Follow on Funding: NIH 275k

Publications: Dr. Smith’s publication has just been accepted by Nature and more info when published.

Mucosa Immunology: “Helicobacter pylori infection is associated with an altered gastric microbiota in children”

Gastroenterology: “Eradication of the Helicobacter pylori in Children Restores the Structure of the Gastric Bacterial Community to That of Noninfected Children”


BIRMINGHAM, Ala. – Gastric cancer — or stomach cancer — typically affects older people with an average age of 69 years. But new research from the University of Alabama at Birmingham shows children may hold the answer to how to stop this disease.

The DeGregorio Family Foundation for Gastric and Esophageal Cancer Research has selected Phillip D. Smith, M.D., professor of medicine and microbiology in the UAB School of Medicine, to receive a $200,000 grant award for his proposal, “Elucidating Protective Mechanisms Against Gastric Cancer.”

Helicobacter pylori infection of the stomach is the leading cause of gastric cancer worldwide and the infection is endemic in Chile, where H. pylori-associated stomach cancer is the second most common cause of cancer-related mortality, says Smith.

“This infection typically begins earlier in life during childhood and persists into adulthood,” Smith said. “H. pylori-infected children have reduced gastric inflammation, which predisposes to gastric cancer, and do not develop gastric cancer compared with H. pylori-infected adults.”
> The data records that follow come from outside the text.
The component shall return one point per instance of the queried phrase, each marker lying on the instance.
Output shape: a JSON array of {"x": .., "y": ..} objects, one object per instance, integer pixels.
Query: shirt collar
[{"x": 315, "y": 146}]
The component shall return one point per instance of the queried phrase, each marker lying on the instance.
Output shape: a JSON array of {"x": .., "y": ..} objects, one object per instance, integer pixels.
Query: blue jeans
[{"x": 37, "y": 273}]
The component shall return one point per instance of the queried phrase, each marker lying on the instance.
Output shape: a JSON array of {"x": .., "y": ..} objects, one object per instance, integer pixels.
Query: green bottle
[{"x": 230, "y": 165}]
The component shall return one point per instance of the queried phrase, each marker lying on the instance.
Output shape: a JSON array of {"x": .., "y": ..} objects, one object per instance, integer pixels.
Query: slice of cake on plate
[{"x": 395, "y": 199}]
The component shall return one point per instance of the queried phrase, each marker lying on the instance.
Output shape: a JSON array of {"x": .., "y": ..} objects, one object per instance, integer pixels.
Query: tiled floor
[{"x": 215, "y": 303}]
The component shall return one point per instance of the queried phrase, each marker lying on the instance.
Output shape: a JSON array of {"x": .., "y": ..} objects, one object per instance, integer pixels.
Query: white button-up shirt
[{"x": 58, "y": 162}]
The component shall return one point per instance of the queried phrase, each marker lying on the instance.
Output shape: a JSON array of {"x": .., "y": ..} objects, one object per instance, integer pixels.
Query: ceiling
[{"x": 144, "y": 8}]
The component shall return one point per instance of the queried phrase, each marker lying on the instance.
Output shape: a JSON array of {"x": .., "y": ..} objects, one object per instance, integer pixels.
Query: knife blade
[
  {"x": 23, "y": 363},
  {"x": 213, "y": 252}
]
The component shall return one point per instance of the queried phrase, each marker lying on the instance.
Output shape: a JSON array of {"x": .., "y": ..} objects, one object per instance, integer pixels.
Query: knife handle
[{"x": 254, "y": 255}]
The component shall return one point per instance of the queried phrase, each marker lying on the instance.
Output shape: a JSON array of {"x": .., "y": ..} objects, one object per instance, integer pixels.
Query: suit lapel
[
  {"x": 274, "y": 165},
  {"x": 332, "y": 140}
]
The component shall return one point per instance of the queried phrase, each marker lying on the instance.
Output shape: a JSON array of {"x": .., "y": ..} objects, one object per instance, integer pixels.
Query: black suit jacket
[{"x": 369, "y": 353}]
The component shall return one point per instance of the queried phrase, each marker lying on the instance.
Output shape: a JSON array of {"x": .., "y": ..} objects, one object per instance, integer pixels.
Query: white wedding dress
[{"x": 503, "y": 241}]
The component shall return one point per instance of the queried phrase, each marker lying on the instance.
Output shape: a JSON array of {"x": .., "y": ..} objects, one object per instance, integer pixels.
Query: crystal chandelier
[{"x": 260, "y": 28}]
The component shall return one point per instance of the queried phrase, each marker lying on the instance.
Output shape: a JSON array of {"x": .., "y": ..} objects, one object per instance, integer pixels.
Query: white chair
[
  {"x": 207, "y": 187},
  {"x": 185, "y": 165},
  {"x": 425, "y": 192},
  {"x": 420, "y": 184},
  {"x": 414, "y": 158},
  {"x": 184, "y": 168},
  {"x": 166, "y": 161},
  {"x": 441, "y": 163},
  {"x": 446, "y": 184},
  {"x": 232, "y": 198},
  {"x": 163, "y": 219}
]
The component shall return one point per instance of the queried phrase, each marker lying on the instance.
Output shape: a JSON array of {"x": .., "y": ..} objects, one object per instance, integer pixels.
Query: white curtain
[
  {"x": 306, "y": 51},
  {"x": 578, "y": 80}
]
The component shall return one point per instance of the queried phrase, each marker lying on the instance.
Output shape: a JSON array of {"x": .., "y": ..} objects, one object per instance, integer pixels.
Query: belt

 Dr. Smith and his colleagues will investigate whether the commensal bacteria (microbiota) of the stomach in children residing in Chile is different from that of adults and whether it may protect children from H. pylori-associated inflammation and thus gastric cancer.  
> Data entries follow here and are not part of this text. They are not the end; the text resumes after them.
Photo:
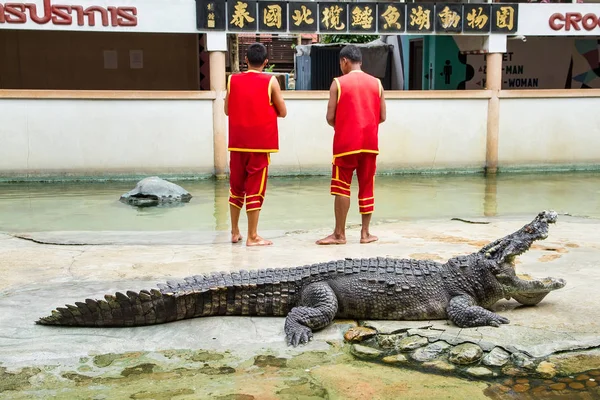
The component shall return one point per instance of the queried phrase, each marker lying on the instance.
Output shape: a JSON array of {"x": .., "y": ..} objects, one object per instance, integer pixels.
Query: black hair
[
  {"x": 257, "y": 54},
  {"x": 352, "y": 53}
]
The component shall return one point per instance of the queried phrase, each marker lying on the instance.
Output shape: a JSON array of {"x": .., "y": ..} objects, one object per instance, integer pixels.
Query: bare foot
[
  {"x": 332, "y": 239},
  {"x": 258, "y": 241},
  {"x": 368, "y": 239}
]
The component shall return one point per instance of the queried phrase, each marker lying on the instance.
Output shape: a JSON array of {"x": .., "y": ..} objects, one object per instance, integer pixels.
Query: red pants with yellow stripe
[
  {"x": 341, "y": 178},
  {"x": 248, "y": 179}
]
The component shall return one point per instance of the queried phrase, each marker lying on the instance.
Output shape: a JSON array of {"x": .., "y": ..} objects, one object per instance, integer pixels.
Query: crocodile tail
[
  {"x": 131, "y": 309},
  {"x": 219, "y": 293}
]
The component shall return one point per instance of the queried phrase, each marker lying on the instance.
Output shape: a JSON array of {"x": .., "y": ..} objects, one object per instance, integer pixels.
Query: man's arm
[
  {"x": 332, "y": 105},
  {"x": 382, "y": 110},
  {"x": 277, "y": 98}
]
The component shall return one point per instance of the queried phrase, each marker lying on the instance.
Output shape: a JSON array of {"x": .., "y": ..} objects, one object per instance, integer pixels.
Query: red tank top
[
  {"x": 357, "y": 114},
  {"x": 252, "y": 117}
]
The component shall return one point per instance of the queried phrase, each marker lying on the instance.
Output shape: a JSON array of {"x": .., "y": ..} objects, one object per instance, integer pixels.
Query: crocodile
[{"x": 310, "y": 297}]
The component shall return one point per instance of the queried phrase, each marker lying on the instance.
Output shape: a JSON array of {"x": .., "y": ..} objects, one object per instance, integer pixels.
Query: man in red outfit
[
  {"x": 355, "y": 110},
  {"x": 253, "y": 103}
]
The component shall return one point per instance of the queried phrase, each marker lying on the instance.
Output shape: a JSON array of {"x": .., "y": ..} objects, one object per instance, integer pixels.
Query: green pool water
[{"x": 296, "y": 203}]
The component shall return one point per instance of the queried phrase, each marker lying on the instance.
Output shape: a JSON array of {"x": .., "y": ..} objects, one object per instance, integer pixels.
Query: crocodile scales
[{"x": 312, "y": 296}]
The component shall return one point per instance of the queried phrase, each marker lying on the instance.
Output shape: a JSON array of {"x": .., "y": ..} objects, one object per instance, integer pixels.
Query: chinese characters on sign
[
  {"x": 361, "y": 17},
  {"x": 448, "y": 18},
  {"x": 504, "y": 18},
  {"x": 272, "y": 16},
  {"x": 419, "y": 17},
  {"x": 303, "y": 17},
  {"x": 241, "y": 15},
  {"x": 477, "y": 18},
  {"x": 210, "y": 15},
  {"x": 333, "y": 17},
  {"x": 392, "y": 17}
]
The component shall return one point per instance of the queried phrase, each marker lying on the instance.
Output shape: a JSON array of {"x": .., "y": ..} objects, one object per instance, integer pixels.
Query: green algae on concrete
[
  {"x": 330, "y": 374},
  {"x": 16, "y": 380}
]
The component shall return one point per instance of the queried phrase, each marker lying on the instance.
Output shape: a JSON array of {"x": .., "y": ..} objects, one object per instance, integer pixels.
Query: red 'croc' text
[{"x": 574, "y": 21}]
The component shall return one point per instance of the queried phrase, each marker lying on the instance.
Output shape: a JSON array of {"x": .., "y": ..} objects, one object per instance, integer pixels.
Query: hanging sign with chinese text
[{"x": 356, "y": 18}]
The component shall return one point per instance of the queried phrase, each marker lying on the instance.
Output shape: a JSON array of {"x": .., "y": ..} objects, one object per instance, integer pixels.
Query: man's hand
[{"x": 277, "y": 98}]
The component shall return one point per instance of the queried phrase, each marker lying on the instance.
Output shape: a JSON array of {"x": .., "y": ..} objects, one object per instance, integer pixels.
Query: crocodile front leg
[
  {"x": 318, "y": 306},
  {"x": 465, "y": 313},
  {"x": 529, "y": 292}
]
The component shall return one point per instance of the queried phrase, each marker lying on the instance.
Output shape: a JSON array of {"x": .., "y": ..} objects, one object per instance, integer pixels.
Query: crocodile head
[{"x": 499, "y": 257}]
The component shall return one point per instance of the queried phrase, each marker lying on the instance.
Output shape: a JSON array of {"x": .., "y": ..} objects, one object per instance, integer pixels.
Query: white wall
[
  {"x": 105, "y": 137},
  {"x": 140, "y": 136},
  {"x": 420, "y": 134},
  {"x": 549, "y": 131}
]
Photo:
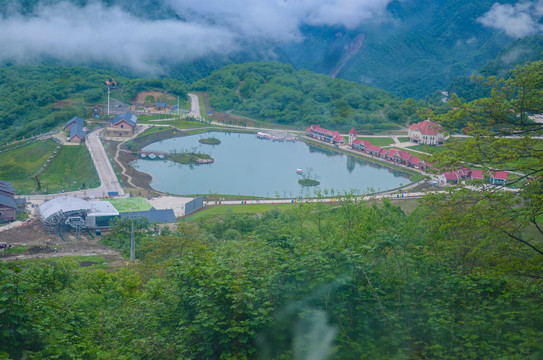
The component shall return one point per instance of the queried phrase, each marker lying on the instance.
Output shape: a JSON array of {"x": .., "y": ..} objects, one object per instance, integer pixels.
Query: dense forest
[
  {"x": 277, "y": 93},
  {"x": 35, "y": 99},
  {"x": 412, "y": 50},
  {"x": 517, "y": 53},
  {"x": 343, "y": 281}
]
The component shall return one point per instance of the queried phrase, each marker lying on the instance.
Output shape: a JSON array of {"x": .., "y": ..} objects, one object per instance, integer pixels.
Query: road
[
  {"x": 108, "y": 179},
  {"x": 194, "y": 107}
]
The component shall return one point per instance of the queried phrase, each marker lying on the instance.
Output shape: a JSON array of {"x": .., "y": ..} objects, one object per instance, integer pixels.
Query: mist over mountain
[{"x": 409, "y": 47}]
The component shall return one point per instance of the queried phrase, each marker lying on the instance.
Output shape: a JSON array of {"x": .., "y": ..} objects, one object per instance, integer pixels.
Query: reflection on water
[{"x": 245, "y": 165}]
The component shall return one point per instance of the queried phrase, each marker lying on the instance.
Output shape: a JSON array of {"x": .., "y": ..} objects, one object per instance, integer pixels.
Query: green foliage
[
  {"x": 71, "y": 169},
  {"x": 351, "y": 280},
  {"x": 29, "y": 97},
  {"x": 277, "y": 93},
  {"x": 32, "y": 98},
  {"x": 506, "y": 112}
]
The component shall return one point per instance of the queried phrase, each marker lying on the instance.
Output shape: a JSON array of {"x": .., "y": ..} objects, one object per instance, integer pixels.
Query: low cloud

“This information would provide the foundation for a new direction in uncovering the mechanism for gastric cancer,” Smith said.

Additionally, Smith says these findings have the potential to lead to novel strategies to limit H. pylori-induced inflammation and ultimately gastric cancer.

DFF grants bring critical funding to many of the top academic researchers wanting to expand their scientific discoveries and build new collaborations for further research on gastric cancer; specifically H. pylori infection. The DFF seeks to promote and facilitate education and collaborative research on the pathogenesis, early diagnostic, and treatment of upper gastrointestinal malignancies.